Instalações, que oficialmente prestam apoio a turistas e imigrantes, servem também para forçar dissidentes a voltar à China

O governo da Holanda investiga dois centros de apoio a turistas e imigrantes chineses, criados e geridos por Beijing, que estariam sendo usados para fins escusos, como espionar e assediar cidadãos da China que vivem no país europeu. As informações são do jornal britânico Guardian.

Oficialmente, duas instalações, uma em Amsterdã e a outra em Roterdã, são usadas para servir a turistas e imigrantes chineses que venham a precisar de serviços administrativos, como renovação de documentos. Porém, têm surgido acusações de que o governo chinês usa os centros também para agir contra os críticos do regime de Xi Jinping no exterior.

Amsterdã, na Holanda: Beijing vigia e reprime dissidentes na Europa (Foto: Azhar J/Unsplash)

Segundo o Ministério das Relações Exteriores holandês, as instalações operam de forma ilegal. “Estamos investigando exatamente o que eles estão fazendo aqui e tomaremos as medidas apropriadas”, diz a pasta em comunicado.

A denúncia foi feita originalmente pela ONG de direitos humanos Safeguard Defenders, que em setembro deste ano publicou um estudo sobre o caso. O documento afirma que o Partido Comunista Chinês (PCC) opera ao menos 54 “centros de serviço” em 30 países dos cinco continentes, inclusive no Brasil.
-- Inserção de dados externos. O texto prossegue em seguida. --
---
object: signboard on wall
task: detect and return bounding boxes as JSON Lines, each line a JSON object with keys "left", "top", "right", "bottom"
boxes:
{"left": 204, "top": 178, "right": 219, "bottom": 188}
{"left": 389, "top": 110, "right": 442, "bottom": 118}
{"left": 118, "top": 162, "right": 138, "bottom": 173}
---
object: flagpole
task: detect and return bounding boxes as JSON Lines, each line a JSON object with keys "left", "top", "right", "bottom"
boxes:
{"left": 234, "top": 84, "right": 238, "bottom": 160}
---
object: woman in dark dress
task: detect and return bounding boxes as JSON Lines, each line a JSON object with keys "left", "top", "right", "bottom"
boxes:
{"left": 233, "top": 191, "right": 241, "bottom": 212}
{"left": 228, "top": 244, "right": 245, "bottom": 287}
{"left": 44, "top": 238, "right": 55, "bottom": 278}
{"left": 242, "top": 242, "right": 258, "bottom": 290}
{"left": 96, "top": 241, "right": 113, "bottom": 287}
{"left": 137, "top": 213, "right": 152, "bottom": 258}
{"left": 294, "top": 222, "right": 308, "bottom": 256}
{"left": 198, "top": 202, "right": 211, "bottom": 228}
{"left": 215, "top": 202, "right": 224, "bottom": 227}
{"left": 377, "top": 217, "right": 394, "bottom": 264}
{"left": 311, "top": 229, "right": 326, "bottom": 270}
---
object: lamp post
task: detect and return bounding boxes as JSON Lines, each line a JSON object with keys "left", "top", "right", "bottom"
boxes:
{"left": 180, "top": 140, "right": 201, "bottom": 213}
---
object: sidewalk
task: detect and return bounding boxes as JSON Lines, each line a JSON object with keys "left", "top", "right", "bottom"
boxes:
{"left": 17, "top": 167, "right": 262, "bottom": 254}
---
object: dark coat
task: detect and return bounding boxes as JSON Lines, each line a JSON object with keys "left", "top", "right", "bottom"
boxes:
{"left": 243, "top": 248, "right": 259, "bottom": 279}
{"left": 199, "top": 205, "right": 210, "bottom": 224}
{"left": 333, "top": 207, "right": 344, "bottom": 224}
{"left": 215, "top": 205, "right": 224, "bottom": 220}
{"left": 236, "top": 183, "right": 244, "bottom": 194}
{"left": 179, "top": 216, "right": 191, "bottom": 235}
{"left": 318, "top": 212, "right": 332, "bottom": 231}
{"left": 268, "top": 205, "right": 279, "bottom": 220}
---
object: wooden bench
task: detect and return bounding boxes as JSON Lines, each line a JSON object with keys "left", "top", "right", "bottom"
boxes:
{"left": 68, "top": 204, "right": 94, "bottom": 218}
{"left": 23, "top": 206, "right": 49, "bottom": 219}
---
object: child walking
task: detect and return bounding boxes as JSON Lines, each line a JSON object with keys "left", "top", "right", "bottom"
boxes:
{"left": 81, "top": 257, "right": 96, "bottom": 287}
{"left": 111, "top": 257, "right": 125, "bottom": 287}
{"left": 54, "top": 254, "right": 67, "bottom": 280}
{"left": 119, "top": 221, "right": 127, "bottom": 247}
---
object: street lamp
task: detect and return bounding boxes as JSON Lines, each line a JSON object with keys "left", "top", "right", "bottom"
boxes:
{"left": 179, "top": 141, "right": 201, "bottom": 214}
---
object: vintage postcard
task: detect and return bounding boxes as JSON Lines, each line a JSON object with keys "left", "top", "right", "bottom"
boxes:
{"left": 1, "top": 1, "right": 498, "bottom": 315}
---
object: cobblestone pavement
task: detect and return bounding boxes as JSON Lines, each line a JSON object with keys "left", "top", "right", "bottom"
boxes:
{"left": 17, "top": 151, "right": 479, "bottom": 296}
Os centros foram originalmente criados como associações comunitárias de cidadãos de uma mesma região chinesa, e o relatório abrange somente aqueles ligados aos condados chineses de Fuzhou e Qingtian. Ou seja, é provável que em todo o mundo haja mais que os 54 listados pela ONG.
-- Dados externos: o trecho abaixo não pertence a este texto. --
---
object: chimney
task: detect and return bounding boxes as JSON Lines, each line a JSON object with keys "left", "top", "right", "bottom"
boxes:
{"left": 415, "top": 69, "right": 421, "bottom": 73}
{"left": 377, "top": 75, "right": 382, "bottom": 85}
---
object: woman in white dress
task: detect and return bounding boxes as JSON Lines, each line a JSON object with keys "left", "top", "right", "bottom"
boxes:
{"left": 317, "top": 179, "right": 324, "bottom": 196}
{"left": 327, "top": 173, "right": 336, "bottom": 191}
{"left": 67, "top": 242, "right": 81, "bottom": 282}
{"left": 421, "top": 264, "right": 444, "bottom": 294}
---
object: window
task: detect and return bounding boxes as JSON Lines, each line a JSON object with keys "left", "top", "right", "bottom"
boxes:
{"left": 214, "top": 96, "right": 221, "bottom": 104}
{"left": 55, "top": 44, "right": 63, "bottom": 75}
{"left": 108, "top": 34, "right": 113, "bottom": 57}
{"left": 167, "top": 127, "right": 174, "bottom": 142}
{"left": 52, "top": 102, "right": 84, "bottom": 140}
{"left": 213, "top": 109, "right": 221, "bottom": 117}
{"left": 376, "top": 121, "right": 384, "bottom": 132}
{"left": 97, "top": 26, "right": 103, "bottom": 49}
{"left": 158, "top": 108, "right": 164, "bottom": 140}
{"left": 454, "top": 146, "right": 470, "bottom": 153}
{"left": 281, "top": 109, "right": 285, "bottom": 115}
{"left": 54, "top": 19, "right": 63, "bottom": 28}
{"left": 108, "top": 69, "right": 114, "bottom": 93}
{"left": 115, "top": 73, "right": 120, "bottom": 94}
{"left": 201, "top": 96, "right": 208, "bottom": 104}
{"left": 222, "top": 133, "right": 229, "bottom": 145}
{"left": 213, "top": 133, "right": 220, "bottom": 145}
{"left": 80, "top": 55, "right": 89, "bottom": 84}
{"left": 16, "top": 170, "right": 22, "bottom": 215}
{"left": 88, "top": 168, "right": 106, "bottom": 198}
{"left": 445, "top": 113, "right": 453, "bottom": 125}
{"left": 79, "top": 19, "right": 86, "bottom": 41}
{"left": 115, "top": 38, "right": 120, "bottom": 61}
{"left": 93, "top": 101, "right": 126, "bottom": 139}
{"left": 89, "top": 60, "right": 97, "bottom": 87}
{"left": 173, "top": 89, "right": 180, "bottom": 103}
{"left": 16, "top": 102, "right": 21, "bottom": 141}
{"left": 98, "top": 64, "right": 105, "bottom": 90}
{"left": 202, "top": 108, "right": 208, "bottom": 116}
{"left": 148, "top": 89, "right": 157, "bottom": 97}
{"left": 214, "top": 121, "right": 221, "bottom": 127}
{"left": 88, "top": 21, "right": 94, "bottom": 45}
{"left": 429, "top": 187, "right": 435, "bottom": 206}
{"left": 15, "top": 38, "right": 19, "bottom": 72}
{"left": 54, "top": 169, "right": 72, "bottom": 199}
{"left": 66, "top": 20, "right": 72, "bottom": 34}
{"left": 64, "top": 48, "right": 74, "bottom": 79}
O centro de Amsterdã, por exemplo, é ligado a Qingtian, com dois agentes de polícia do condado chinês atuando nele. Já o de Roterdã teria um agente de Fuzhou. De acordo com sites chineses que admitem a existência das instalações, elas seriam usadas também para “reprimir atividades criminosas ligadas a chineses no exterior”.

Um dissidente que obteve asilo na Holanda relata que foi convocado para comparecer ao centro de Roterdã. “Eles me pediram para voltar à China para resolver meus problemas. Também me disseram para pensar em meus pais”, disse ele, que alega ter sido ameaçado com uma mensagem de texto na qual se lia “vou te matar”, com a foto de uma arma.

Assédio online

A Safeguard Defenders afirma que, na maioria dos casos, os centros somente operam um sistema online que coloca o cidadão em contato com as autoridades na China, sendo então ameaçados em conversas pelo aplicativo WeChat. Porém, há casos registrados de envolvimento ativo dos centros no rastreamento e na perseguição de alvos em países estrangeiros.

Conforme os dados da ONG, entre abril de 2021 e julho de 2022, 230 mil chineses “foram devolvidos para enfrentar possíveis acusações criminais na China por meio desses métodos, que geralmente incluem ameaças e assédio contra membros da família em casa ou diretamente contra o alvo no exterior, seja por meio online ou físico”.

Para todos os efeitos, o governo chinês alega que os 230 mil repatriados são acusados de algum crime. Para convencer os indivíduos a aceitar voluntariamente a ideia de voltar à China e responder legalmente, são adotados métodos abusivos. “Um desses métodos, descrito na documentação oficial, é negar aos filhos do suspeito ainda na China o direito à educação”, diz o relatório.

Em outros casos, parentes aparecem no vídeo ao lado de autoridades chinesas e atuam para convencer o cidadão a retornar. “Os familiares que se recusam a ajudar a polícia em operações de ‘persuasão’ podem ser punidos”, segundo o documento.

Através desses métodos, Beijing se permite driblar o sistema legal dos países onde vivem seus cidadãos, vez que as legislações locais “preveem mecanismos de controle para proteger os direitos do alvo, incluindo o direito a um julgamento justo e a presunção de inocência antes do julgamento”.

Embora receba dois desses “centros de serviço”, um em São Paulo e outro no Rio de Janeiro, o Brasil não surge no relatório como tendo registrado qualquer caso de assédio.